Superar preconceitos e construir uma trajetória independente não é uma tarefa impossível, desde que se saiba exatamente quais estruturas funcionam para impedi-la. Neste sentido, a força feminina de Eliane Dias, advogada, produtora e empresária dos Racionais MC’S e uma das principais vozes na defesa da causa negra, foi importante para o fechamento do ciclo I do CLIPE, o Circuito Literário nas Periferias, um projeto da Fundação Tide Setubal em parceria com a Companhia das Letras.
Desta vez, o Circuito aconteceu em Ermelino Matarazzo, no último dia 15 de dezembro, na Ocupação Cultural Mateus Santos. A Ocupação busca valorizar a produção cultural periférica feita pelos próprios atores da periferia e, está, há três anos, num prédio antes desativado por décadas. Ela objetiva ser um dia a Casa de Cultura de Ermelino Matarazzo e Ponte Rasa e, atualmente, oferece cursos, saraus e é também um espaço para diversos coletivos culturais. A literatura é o carro chefe da ocupação, com oficinas de poesia, os Slams, cursos de escrita, uma biblioteca comunitária alimentada pelo bairro e um acervo só com livros da periferia.
“Receber a Eliane e o Clipe foi uma honra para nós” diz Douglas Barbosa Andrade, integrante da Ocupação. “Esta é uma ação que está em conexão com os nossos saraus e a parceria com a Fundação Tide Setubal facilitou muito o processo de organização.
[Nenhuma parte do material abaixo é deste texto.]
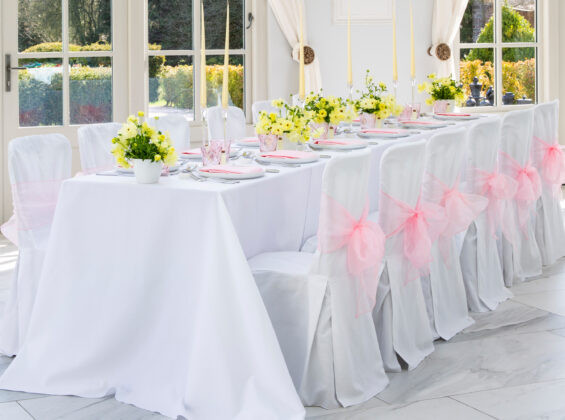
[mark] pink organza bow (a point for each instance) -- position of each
(499, 189)
(529, 186)
(461, 209)
(552, 160)
(421, 227)
(365, 247)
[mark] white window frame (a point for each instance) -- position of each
(498, 46)
(196, 62)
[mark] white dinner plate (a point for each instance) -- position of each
(222, 175)
(349, 145)
(385, 133)
(293, 157)
(423, 125)
(456, 117)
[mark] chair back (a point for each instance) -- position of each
(235, 128)
(259, 106)
(178, 127)
(95, 146)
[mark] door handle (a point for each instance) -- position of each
(9, 69)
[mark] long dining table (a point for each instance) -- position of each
(146, 292)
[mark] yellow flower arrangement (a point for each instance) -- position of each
(443, 88)
(138, 140)
(291, 121)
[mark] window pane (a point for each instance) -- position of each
(90, 88)
(39, 25)
(170, 24)
(519, 75)
(40, 92)
(215, 71)
(519, 21)
(477, 24)
(171, 85)
(215, 22)
(90, 25)
(478, 63)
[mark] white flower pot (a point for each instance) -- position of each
(147, 171)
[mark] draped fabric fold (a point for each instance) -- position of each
(447, 17)
(365, 247)
(420, 226)
(287, 14)
(461, 209)
(529, 186)
(552, 159)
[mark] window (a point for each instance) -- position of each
(174, 54)
(497, 51)
(66, 49)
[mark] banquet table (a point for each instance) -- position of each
(146, 292)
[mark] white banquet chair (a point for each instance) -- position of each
(443, 287)
(235, 128)
(178, 127)
(480, 262)
(521, 257)
(37, 165)
(95, 146)
(259, 106)
(329, 343)
(400, 314)
(548, 158)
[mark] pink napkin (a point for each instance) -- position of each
(194, 152)
(288, 154)
(232, 169)
(338, 142)
(453, 114)
(250, 140)
(384, 131)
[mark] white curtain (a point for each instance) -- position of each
(446, 21)
(287, 13)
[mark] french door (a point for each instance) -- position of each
(64, 65)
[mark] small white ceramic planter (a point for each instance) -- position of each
(147, 171)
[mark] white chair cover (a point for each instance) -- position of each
(95, 146)
(400, 314)
(262, 106)
(480, 263)
(521, 258)
(37, 165)
(550, 233)
(178, 127)
(332, 354)
(443, 288)
(235, 127)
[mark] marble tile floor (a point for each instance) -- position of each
(509, 365)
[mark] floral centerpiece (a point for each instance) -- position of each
(444, 93)
(375, 105)
(145, 147)
(290, 122)
(327, 113)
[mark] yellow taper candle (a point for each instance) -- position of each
(226, 61)
(203, 99)
(301, 86)
(349, 61)
(394, 57)
(412, 53)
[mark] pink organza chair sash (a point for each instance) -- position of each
(365, 247)
(529, 186)
(420, 227)
(498, 188)
(34, 206)
(552, 161)
(461, 209)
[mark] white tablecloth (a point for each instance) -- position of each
(146, 293)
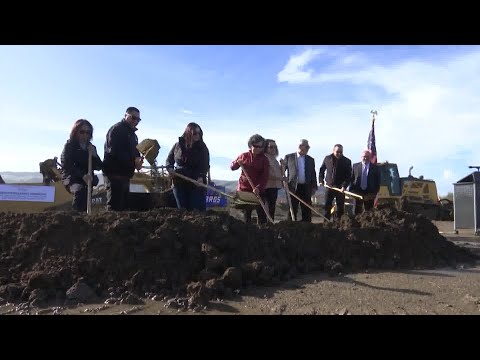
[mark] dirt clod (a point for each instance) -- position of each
(187, 259)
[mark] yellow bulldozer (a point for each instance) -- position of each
(412, 194)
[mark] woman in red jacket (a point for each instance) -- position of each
(257, 166)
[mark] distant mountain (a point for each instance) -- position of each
(230, 186)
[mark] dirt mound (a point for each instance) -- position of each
(61, 257)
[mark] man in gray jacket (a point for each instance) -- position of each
(302, 178)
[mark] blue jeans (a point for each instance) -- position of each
(190, 197)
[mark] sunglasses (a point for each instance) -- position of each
(136, 118)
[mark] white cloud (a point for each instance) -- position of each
(449, 175)
(294, 71)
(428, 111)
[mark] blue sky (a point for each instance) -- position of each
(426, 98)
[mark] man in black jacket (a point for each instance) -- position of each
(338, 174)
(365, 182)
(302, 178)
(121, 158)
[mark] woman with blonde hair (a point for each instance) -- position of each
(74, 161)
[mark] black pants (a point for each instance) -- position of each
(269, 197)
(118, 189)
(304, 193)
(79, 193)
(340, 199)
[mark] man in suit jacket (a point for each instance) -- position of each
(365, 182)
(302, 178)
(336, 171)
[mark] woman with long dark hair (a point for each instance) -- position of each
(189, 157)
(74, 160)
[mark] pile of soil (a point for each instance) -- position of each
(60, 257)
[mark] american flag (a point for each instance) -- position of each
(371, 144)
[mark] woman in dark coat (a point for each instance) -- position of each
(74, 160)
(189, 157)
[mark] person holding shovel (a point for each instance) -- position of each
(302, 179)
(335, 171)
(275, 177)
(255, 169)
(121, 158)
(74, 160)
(365, 182)
(189, 157)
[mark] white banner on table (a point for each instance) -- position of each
(33, 193)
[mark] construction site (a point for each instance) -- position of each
(54, 261)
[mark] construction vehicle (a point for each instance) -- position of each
(411, 194)
(37, 197)
(151, 187)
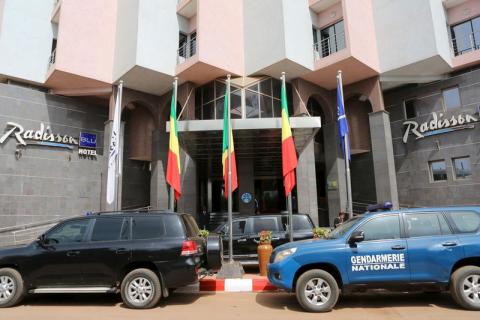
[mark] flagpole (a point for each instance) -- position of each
(172, 190)
(349, 208)
(289, 197)
(229, 159)
(120, 151)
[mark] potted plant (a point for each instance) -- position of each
(264, 251)
(320, 233)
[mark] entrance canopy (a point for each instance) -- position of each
(257, 139)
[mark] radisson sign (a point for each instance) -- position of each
(438, 124)
(44, 137)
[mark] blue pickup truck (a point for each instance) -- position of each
(429, 249)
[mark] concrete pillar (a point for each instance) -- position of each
(246, 184)
(383, 160)
(335, 172)
(306, 183)
(158, 183)
(188, 201)
(104, 206)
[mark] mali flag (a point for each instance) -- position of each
(173, 164)
(228, 138)
(289, 155)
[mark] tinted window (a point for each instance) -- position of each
(68, 232)
(107, 229)
(451, 98)
(191, 226)
(300, 222)
(238, 227)
(266, 223)
(465, 221)
(156, 227)
(386, 227)
(426, 224)
(438, 171)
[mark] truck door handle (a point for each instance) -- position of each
(449, 244)
(72, 253)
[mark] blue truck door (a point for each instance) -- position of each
(382, 256)
(432, 247)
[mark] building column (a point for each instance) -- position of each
(335, 172)
(158, 183)
(246, 184)
(104, 206)
(306, 183)
(383, 160)
(188, 201)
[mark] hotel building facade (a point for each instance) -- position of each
(411, 88)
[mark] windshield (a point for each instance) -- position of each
(339, 231)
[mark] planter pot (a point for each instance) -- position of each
(264, 252)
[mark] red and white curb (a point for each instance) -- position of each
(229, 285)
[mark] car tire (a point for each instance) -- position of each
(141, 289)
(12, 288)
(317, 291)
(465, 287)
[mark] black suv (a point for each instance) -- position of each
(141, 254)
(245, 233)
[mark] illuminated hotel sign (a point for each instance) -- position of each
(438, 125)
(45, 137)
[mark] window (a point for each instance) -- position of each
(238, 227)
(157, 227)
(438, 171)
(382, 228)
(410, 111)
(462, 167)
(300, 222)
(332, 40)
(466, 36)
(267, 223)
(426, 224)
(451, 98)
(107, 229)
(68, 232)
(465, 221)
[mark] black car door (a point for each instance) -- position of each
(56, 260)
(108, 251)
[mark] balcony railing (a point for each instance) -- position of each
(466, 43)
(328, 46)
(187, 50)
(51, 60)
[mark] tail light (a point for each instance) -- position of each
(189, 247)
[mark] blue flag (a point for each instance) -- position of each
(342, 123)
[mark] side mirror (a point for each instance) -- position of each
(357, 236)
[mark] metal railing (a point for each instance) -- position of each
(466, 43)
(51, 59)
(187, 50)
(328, 46)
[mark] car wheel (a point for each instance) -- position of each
(11, 287)
(317, 291)
(465, 287)
(141, 289)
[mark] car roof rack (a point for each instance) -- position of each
(383, 206)
(126, 211)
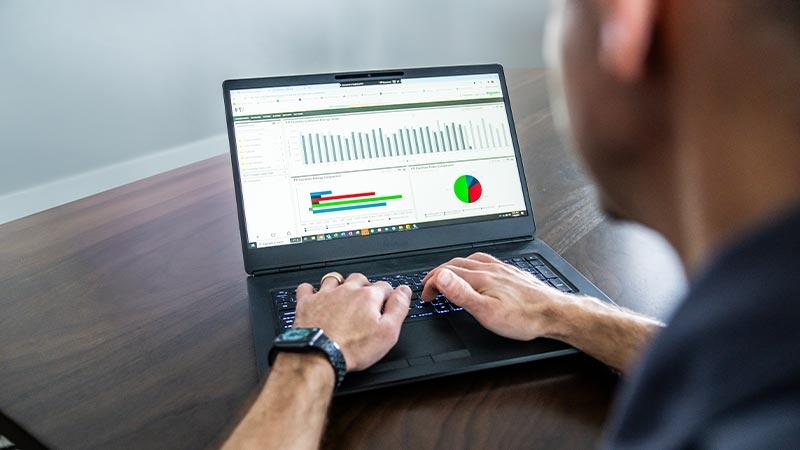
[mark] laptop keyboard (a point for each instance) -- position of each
(535, 265)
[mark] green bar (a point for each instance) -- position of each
(357, 200)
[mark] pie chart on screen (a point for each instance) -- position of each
(468, 189)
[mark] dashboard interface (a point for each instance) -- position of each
(353, 159)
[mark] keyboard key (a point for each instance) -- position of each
(544, 270)
(285, 305)
(560, 285)
(442, 307)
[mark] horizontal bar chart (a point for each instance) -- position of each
(323, 148)
(325, 201)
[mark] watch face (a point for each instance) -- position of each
(297, 334)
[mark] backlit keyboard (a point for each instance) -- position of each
(285, 301)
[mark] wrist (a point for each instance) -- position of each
(311, 367)
(567, 317)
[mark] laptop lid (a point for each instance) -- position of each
(335, 167)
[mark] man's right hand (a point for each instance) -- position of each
(516, 305)
(504, 299)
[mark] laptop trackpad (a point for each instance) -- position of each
(421, 343)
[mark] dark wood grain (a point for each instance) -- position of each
(124, 319)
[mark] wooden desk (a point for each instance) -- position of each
(124, 319)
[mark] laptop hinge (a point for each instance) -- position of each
(503, 241)
(273, 271)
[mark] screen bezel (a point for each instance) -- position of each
(320, 252)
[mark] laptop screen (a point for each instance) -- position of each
(352, 159)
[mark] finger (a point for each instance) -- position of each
(453, 286)
(304, 290)
(330, 281)
(484, 257)
(357, 278)
(396, 307)
(459, 262)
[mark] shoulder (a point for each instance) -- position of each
(729, 347)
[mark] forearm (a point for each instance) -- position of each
(291, 410)
(610, 334)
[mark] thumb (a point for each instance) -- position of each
(457, 290)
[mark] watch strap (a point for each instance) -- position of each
(322, 344)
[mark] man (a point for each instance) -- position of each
(687, 114)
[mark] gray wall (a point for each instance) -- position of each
(97, 93)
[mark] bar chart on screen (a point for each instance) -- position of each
(327, 201)
(382, 139)
(354, 199)
(320, 148)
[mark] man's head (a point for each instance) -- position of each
(656, 91)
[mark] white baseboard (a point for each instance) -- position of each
(45, 196)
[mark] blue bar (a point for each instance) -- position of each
(305, 152)
(346, 208)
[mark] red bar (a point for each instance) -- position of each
(314, 201)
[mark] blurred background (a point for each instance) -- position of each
(99, 93)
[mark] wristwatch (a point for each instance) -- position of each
(303, 340)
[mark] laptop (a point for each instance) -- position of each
(387, 173)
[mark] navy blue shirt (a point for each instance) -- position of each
(725, 373)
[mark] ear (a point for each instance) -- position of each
(626, 35)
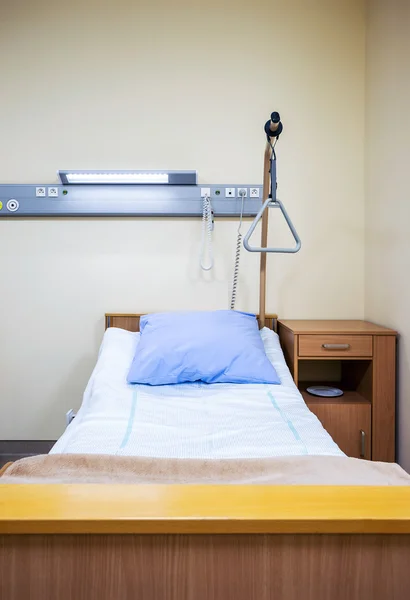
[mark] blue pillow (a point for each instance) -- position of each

Acho marcante quando Eliane conta da luta para estar na academia, isso fala diretamente a nós. Porque a academia ainda é muito distante da nossa realidade. É difícil da gente acessá-la, e até mesmo a usp leste, que está fisicamente perto, é muito distante”.
As questões do acesso à universidade pública e do aprofundamento da cultura letrada é ainda um desafio para o Brasil, embora tenhamos tido consideráveis avanços nos últimos 25 anos. Na voz de quem está na periferia, é quase unânime a sua importância. É o caso de Malu Gomes, articuladora cultural da Fundação Tide Setubal, moradora do Jardim Lapenna e a responsável por mediar o encontro de Eliane Dias com a plateia presente.
“Foi a primeira vez que fiz a mediação e, apesar do nervosismo inicial, foi mágico, porque pude me identificar com a história da Eliane. Ela teve uma vida de luta e resistência e conseguiu superar as dificuldades, como o fato de ser a primeira da família a ter uma formação acadêmica. No meu caso, depois de mim, outros familiares se sentiram estimulados a fazer uma faculdade e isso é muito importante para a nossa transformação. Foi a partir dessa formação que eu consegui sair da bolha, deixei de ter receio das pessoas e de sair do meu bairro para conhecer o mundo”
Neste sentido, a literatura serve para afirmar identidades e, também, para permitir utilizá-la como uma ferramenta de inclusão. As questões raciais e sociais por vezes confundem-se nas estruturas que impedem a superação dos preconceitos, porém, a possibilidade de ver-se como produtores de cultura local por meio da escrita pode ser o impulso para a desejada transformação.